The snubfin dolphin: Living Water Blasters
Red sand beaches, tidal creeks and mangroves border this remote, shallow bay. The mangroves are nursery sites where all kinds of young fish, crustaceans and molluscs hide during their formative years. Watching out for the careless or the overconfident are bluenose salmon and other hungry predators.
Loose schools of fish patrol the edge of the mangroves in search of smaller fish, prawns and worms, but they too must watch their backs: although they have the benefit of ufabet living in murky water, there is a creature here that can find them, whatever the visibility.
The snubfin dolphin, or ‘snubby’ as it has become known, frequents river mouths and areas close to mangroves and seagrass beds in water less than 20 metres deep off coasts in the northern half of Australia.

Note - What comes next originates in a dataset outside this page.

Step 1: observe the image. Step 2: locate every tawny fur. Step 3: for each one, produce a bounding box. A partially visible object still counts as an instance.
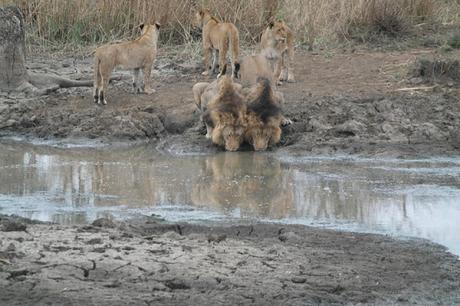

It is shy but gregarious, similar in shape to the closely related Irrawaddy dolphin of southern Asia. It was only classified as a separate species in 2005 and, as assistant producer Will Ridgeon discovered, it is notoriously difficult to find.
In the turbid waters, the snubby, like all dolphins, depends on echolocation to find its prey, which includes a variety of fishes, such as bluenose salmon, as well as crustaceans, octopus and squid. Snubbies sometimes root in the mud looking for crabs, but when ufabet fishing often raise their heads above water and look about – a behaviour known as spyhopping. And then they do something very unusual: they squirt a mouthful of water.
The water jet can reach several metres, and it is often used as a kind of ‘tool to surprise and disorientate its prey. The dolphin can be very precise. It squirts the water just over the head of the fish so the disturbance is behind it. The fish immediately bolts, straight into the snubfin’s open mouth.
For now, though, a serious concern is whether this behaviour will be seen for much longer. Like many species of coastal dolphins, the snubfin is vulnerable to the ufabet degradation of its habitat, the danger of drowning in fishing and anti-shark nets, ship strikes, and stress from underwater noise.
Which results in a diminished immune system and susceptibility to diseases, while beyond Australia fishermen still catch snubfins for food but best estimates indicate there are less than 10,000 mature individuals in the world, the majority living around the northern coasts of Australia.